Впереди синее пальто и распущенный волос. Мне страшно, что это ты, что замедляю шаг. Письмо как тополиный листок свивается в свиток и краснеет, напоминая мне розовую кожу несчастно-счастливой дамы. Мои мысли тянутся вверх, как тополиные ветви, так к тебе, к твоим губам и голосу, к запаху, который делает меня нервным и призрачным, потому  что я весь в тебе. Но я прощаюсь с тобой, я верноподданный светил и ветров, завоеватель пространств, неподвластный времени. Я прощаюсь с твоим лицом и обращаюсь к лицу будущего: не будем ворошить наши будущие встречи, ведь мы, верно, когда-нибудь встретимся и жалко посмотрим друг другу в глаза.
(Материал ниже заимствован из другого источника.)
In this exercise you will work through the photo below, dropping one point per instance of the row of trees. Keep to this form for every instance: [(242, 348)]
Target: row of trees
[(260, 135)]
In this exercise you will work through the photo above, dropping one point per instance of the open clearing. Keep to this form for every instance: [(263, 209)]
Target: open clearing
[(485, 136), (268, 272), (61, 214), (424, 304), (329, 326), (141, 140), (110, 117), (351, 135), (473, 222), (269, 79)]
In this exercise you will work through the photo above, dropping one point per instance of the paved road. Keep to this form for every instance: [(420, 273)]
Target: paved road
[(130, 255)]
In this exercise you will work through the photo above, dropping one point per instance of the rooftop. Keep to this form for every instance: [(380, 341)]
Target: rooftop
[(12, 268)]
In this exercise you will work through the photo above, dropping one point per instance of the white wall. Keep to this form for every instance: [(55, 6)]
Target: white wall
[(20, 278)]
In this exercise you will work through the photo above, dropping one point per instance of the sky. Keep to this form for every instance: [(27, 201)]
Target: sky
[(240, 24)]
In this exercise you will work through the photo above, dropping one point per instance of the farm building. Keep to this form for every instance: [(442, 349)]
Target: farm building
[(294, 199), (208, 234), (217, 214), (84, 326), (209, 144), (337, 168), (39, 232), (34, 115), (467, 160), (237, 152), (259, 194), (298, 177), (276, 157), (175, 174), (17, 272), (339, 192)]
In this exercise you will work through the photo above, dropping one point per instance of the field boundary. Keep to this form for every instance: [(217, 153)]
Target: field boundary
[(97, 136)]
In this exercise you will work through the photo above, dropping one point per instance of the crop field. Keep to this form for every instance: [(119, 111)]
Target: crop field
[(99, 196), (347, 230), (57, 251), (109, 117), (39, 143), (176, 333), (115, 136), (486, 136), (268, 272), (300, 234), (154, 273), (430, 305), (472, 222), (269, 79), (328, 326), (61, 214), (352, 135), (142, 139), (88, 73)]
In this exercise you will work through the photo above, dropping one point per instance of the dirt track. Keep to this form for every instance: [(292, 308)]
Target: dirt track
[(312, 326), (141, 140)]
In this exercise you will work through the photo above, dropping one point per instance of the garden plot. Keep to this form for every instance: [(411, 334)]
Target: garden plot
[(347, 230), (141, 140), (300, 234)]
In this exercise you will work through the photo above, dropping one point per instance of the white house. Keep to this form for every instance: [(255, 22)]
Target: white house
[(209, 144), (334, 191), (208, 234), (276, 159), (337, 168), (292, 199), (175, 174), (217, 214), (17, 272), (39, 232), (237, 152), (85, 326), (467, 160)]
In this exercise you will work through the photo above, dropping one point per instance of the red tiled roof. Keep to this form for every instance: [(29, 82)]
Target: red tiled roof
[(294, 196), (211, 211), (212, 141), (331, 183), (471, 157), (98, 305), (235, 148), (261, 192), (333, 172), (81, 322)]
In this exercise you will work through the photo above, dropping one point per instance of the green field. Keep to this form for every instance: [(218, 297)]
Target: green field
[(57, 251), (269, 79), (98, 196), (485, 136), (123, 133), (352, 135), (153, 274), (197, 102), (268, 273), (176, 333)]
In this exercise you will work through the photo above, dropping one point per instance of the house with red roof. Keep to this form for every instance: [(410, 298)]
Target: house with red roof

-Ты - вешний цвет, радужный нимб, очернительный выкрик. Я хочу только, чтобы мои звуки оставались жить, но музыка любви кончается, и я встаю могучий, как гроза, и как у морского старца темно-синие глаза одеваются блеском власти. Мне жаль своей ненависти, мне жаль упрека в безответной любви. Моя возлюбленная! Ты помнишь, как сильно ты обнимала меня, как ты задыхалась надо мной, падая конечным губящим удовольствием на мою поднимающуюся грудь, которая была готова взорваться от радости, что тебе было действительно хорошо.

Раньше я мог проникать в тебя, в твое тело сквозь розоватую щель, я мог целовать тебя в пышные и жадные губы, я мог почувствовать вкус твоего рта, твоей слюны, твоего оргазма. Мне не было так до дурноты хорошо, держа на впадине объятий твою оболочку, на крыльях твою искушенную душу и быть самому над великанами гор.

А теперь твоя модель исчерпала себя, соединившись с возлюбленной А, и появилось ОНО, гармоничное как сфера, гладкое и отшлифованное, как после пера ювелира. Твоя душа - это алмаз, не знающий цены, глядящий из серебра. ЕЕ ты приносила в жертву Исиде, и унылый свет луны (я назвал ее Солитэр) смотрел мне в спину, потому что я отвернулся от тебя и искал свой вектор силы.

Ты, спаренная с душой, нареченная Вы, прислушайтесь к моим выкрикам, нестройным и грубым, - вам ведь приятно знать, что я вас жажду и жду, когда мой дом становится пустым от меня, от моих слов, от моих озарений. Я засыпаю с вашим образом, я просыпаюсь с мечтою о вас. Однажды нарушив что-то, вы теряете то, что может вас уничтожить, но также и вознести. И только сумрачный как коршун в тот миг летит к пределам горшим мой дух, пьяненный ветром и гордыней.

Я лето не помню.

Я сделал весло

из тела, прильнувшего

к камню. Уселся

в безгранную лодку.

Ударом в корму распустится пена

в языческой снасти

прибрежного ветра.

Так я бросаюсь в стихию ненастья, в стихию дождя, и вас, реальных и сумрачных (я чувствую это) застилает символика А, ее невероятная сила и честная восприимчивость к условному романтическому чувству. Даже те восемь строчек, сказавшие больше, чем могут, дышат в естественном танце, в сумбуре и благости А.

Бегут сиреневые звуки

по стенам праздною тоской.

Разрезав сумрачно пустой

простор, оплакивают руки

прикосновенные надежды

и полувздохи занавес.

А пальцы беспокойно нежны,

как легкий ветер

и печальный лес...

От меня ушло в спокойную ярость золото в пурпуре век, хотя первый луч, грянувший в мои окна: О мирозданный! был настолько горек и свеж, что я думал уже никогда не знать сильнее боли. И коромысло-весы далеких созвездий не может быть в равновесии, и мой знак - агрессивный стрелец натягивает тетиву своего звездного лука, и золото в пурпуре век шепчет: уйди, будь один, чтобы в молчании пустоты познать свою тень, так что геройство засасывает меня сильнее, чем манит ваш рассветный образ, который не вы придумали, а я его посвящаю вам.